Kritik: „Mountain“

Mountain (Jennifer Peedom, AUS 2017)
Ästhetisch beeindruckender Natur-Dokumentarfilm mit Narration von Willem Dafoe und Musik vom Australian Chamber Orchestra.
Wer mal während des spätabendlichen TV-Zappings auf einem der zahlreichen Sparten- und Dauernachrichtenkanäle hängen geblieben ist, der weiß: Naturdokumentation gibt es in Hülle und Fülle. Was sie vereint: Zusammengekauftes, durchschnittliches und leidlich zusammen geschnittenes Bildmaterial, das mit einem drögen Off-Kommentar überspielt wird, dazu noch ein paar Halb-Experten im Interview, die jede kleine Info als bahnbrechende Erkenntnis verkaufen – fertig ist der kostengünstige Programm-Lückenfüller. Wer von solchen Naturdokus gelangweilt ist, für den steht nun ein Werk bereit, das all das anders und auch noch richtig, richtig gut macht: Mountain.
Der Name verrät es schon: Es geht um Berge. Von Südamerika über die Alpen bis in den Himalaya lässt der Film seinen Blick schweifen. Anfangs ruhig, statisch, später deutlich dynamischer, einnehmender, beeindruckender.

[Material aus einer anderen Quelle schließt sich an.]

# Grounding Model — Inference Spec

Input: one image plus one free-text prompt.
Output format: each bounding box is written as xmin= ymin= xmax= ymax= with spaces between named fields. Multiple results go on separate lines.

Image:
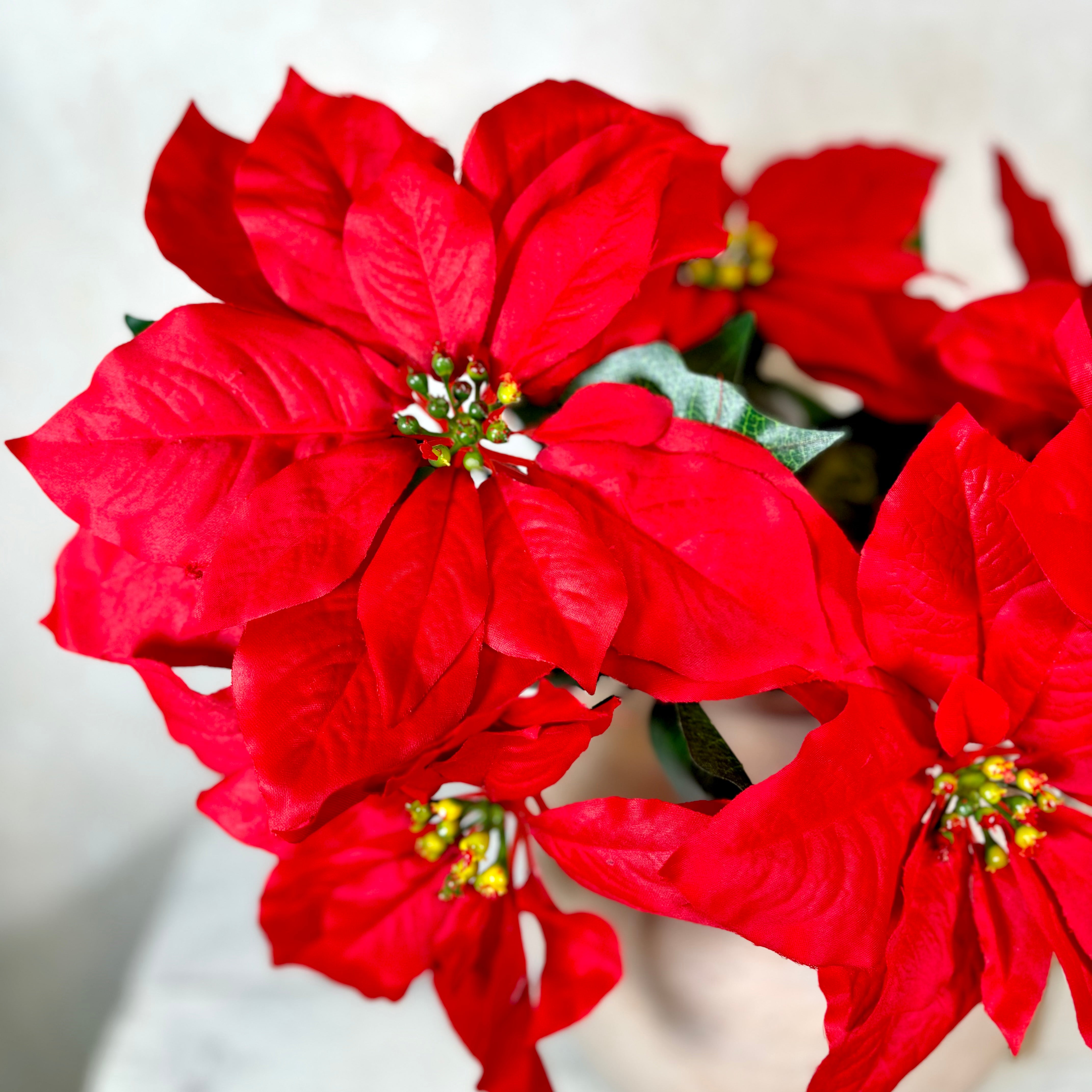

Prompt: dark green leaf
xmin=126 ymin=315 xmax=155 ymax=337
xmin=573 ymin=341 xmax=845 ymax=471
xmin=649 ymin=701 xmax=709 ymax=800
xmin=676 ymin=701 xmax=751 ymax=800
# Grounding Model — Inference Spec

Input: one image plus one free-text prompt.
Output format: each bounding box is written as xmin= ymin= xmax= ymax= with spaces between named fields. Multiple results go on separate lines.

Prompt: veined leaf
xmin=649 ymin=701 xmax=751 ymax=800
xmin=574 ymin=342 xmax=847 ymax=471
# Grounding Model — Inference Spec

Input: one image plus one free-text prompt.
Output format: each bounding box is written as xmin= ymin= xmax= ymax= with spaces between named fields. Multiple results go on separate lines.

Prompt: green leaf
xmin=676 ymin=701 xmax=751 ymax=800
xmin=572 ymin=339 xmax=847 ymax=471
xmin=649 ymin=701 xmax=751 ymax=800
xmin=126 ymin=315 xmax=155 ymax=337
xmin=649 ymin=701 xmax=708 ymax=800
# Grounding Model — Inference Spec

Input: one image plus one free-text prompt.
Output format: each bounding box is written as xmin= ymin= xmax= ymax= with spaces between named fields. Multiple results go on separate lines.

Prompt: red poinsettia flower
xmin=609 ymin=145 xmax=959 ymax=420
xmin=930 ymin=153 xmax=1081 ymax=458
xmin=234 ymin=383 xmax=867 ymax=832
xmin=43 ymin=531 xmax=618 ymax=852
xmin=533 ymin=407 xmax=1092 ymax=1092
xmin=146 ymin=72 xmax=725 ymax=399
xmin=261 ymin=797 xmax=621 ymax=1092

Mountain zeigt eindrucksvoll, wie neue Technologien das Medium bereichern können: Da gibt es etliche Drohnenaufnahmen, die einem in regelmäßigen Abständen die Kinnlade herunter klappen lassen, wenn sie skurrile Felsformationen oder den Kamm eines Fünftausenders entlang gleiten. Besonders beeindruckend: Das alles hat einen überaus filmischen Look mit glasklaren Bildern – im Gegensatz zu den Aufnahmen, die man in oben erwähnten Programmfüllern findet. Außerdem im Repertoire: imposante Zeitraffer, zum Teil über Wochen hinweg aufgenommen.

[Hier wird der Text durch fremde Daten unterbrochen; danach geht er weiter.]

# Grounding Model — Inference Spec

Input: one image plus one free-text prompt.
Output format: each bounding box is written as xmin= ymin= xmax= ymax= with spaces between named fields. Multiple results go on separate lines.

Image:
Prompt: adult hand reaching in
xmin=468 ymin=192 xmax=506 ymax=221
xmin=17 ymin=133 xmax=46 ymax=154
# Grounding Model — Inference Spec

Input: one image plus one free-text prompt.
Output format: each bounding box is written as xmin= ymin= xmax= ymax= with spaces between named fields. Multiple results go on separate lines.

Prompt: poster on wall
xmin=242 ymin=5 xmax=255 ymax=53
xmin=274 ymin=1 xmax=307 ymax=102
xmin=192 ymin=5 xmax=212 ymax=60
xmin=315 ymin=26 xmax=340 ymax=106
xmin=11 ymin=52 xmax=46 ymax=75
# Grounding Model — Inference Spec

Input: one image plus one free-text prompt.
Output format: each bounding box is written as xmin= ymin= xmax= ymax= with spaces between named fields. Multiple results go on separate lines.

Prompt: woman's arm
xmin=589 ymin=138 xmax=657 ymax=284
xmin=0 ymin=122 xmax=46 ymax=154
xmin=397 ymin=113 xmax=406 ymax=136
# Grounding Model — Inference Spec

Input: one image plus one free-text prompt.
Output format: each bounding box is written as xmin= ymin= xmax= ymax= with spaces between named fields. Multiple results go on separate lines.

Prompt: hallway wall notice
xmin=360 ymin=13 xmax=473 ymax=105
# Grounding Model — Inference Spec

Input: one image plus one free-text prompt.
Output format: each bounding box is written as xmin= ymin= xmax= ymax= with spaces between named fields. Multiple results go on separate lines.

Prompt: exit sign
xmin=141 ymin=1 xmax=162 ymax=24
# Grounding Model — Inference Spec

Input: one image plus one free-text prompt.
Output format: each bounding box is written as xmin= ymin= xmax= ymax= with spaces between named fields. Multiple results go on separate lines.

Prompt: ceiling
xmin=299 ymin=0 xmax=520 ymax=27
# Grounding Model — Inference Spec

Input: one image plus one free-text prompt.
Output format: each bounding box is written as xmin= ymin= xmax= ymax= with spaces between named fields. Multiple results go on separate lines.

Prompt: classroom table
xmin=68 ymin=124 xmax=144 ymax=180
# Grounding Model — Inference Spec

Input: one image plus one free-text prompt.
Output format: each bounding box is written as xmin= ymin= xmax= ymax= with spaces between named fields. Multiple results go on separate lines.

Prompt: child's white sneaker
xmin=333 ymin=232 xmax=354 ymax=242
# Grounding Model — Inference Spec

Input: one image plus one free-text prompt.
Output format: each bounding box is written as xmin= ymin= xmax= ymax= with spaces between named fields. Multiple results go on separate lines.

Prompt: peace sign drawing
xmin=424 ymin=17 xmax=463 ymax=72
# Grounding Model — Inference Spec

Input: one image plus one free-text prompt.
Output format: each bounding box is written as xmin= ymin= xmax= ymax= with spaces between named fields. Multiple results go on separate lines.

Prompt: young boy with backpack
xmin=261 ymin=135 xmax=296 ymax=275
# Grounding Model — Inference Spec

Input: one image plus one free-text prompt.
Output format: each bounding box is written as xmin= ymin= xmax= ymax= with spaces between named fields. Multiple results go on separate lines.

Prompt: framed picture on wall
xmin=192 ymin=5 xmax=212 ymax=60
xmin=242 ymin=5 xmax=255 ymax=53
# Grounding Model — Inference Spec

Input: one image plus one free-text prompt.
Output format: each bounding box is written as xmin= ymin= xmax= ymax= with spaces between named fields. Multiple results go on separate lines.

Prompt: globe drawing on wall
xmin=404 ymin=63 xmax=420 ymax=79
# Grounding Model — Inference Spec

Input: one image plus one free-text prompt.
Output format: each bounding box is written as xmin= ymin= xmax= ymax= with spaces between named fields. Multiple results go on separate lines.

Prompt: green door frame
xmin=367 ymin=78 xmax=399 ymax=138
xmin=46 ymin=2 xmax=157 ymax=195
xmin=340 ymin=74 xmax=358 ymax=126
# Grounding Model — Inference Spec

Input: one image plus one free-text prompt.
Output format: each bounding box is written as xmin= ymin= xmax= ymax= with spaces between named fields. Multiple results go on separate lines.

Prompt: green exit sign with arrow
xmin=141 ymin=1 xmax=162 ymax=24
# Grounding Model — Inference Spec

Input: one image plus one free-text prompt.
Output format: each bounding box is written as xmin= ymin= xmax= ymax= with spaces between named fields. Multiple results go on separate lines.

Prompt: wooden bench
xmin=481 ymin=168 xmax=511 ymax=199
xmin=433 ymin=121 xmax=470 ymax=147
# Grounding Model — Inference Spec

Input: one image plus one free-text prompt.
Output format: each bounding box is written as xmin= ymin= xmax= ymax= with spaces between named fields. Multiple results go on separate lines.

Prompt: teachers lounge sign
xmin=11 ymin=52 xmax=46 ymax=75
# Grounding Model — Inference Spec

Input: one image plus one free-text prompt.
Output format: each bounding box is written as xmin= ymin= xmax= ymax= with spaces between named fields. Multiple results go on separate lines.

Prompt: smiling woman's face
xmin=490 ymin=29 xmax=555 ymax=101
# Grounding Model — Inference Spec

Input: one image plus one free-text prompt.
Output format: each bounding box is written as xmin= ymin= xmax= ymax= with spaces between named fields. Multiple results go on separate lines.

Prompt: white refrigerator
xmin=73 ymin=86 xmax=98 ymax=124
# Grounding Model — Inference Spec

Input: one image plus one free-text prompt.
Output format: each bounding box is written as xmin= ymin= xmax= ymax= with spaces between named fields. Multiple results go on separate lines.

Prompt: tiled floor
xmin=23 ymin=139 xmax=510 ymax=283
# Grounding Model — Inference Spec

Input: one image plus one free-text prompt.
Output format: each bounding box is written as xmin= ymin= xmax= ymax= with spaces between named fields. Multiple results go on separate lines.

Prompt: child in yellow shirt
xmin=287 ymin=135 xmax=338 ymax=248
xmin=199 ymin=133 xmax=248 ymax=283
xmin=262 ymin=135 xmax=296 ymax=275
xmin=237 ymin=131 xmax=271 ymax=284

So richtig trumpft Mountain aber auditiv auf. Für die musikalische Untermalung hat man das Australian Chamber Orchestra verpflichtet, die von leisen Tönen bis zu pompösem Bombast die ganze Bandbreite klassischer Musik auffahren (und sich sogar ein paar stilsichere Ausbrüche in die Moderne leisten). Wenn das erste Mal die Totale eines Berges mit der Wucht eines Beethoven-Stücks verschmolzen wird, dann ist das pure Magie und geht weit über das Niveau der meisten Blockbustern hinaus. Die stillen Momente hingegen füllt Willem Dafoe, der in unregelmäßigen Abständen poetische Zeilen ins Mirkofon brummt und von der Faszination der Gipfel und des Bergsteigens berichtet.
Denn obwohl die Natur – die schroffen Felswände, die schneebeckten Abhänge und die kargen Gebirgslandschaften – der ästhetische Star von Mountain sind, steht tatsächlich die Beziehung zwischen Berg und Mensch im Mittelpunkt der Dokumentation. Von den Anfängen des Bergsteigens bis zu den Massenaufläufen in den alpinen Skigebieten wird zugleich die Geschichte der touristischen Ausbeutung der Gebirge nachgezeichnet, die in den wahnwitzigen Extremsportevents multinationaler Konzerne gipfelt. Mountain wird an dieser Stelle anklagend – ein wenig zu anklagend vielleicht – setzt damit aber ein wichtiges und richtiges Zeichen.
Vordergründig versucht der Film aber zu ergründen, warum der Mensch überhaupt so fasziniert von den Bergen ist. Die Erkenntnis: „Die Gipfel, die wir erklimmen, sind die Gipfel unseres Geistes.“ Dafoe beschränkt sich auf wenige Sätze, räumt der Schönheit der Bilder jenen Platz ein, die sie benötigen. So entsteht ein wahrer Rausch spektakulärer Aufnahmen – auch wenn sich der Film zeitweilig etwas zu sehr darin verliert.
Fazit
Grandiose Bilder, fantastische Musik und ein professioneller, pointierter Off-Kommentar aus der sanften Kehle von Willem Dafoe: Mountain ist kein pädagogischer Film, keiner, nach dem man mehr über die Entstehung von Bergen oder über ihre physische Beschaffenheit weiß. Dafür einer, nach dem man weiß, wie wunderschön, abstrakt, skurril und bedrohlich diese Giganten sein können – ein ästhetischer Dokumentarfilm der alten Schule, verwirklicht mit modernster Technologie. Zweifellos eine der stärksten Naturdokus, die es derzeit gibt.
Mountain ist ab 19. Januar digital und ab 2. Februar auch auf DVD und BluRay erhältlich.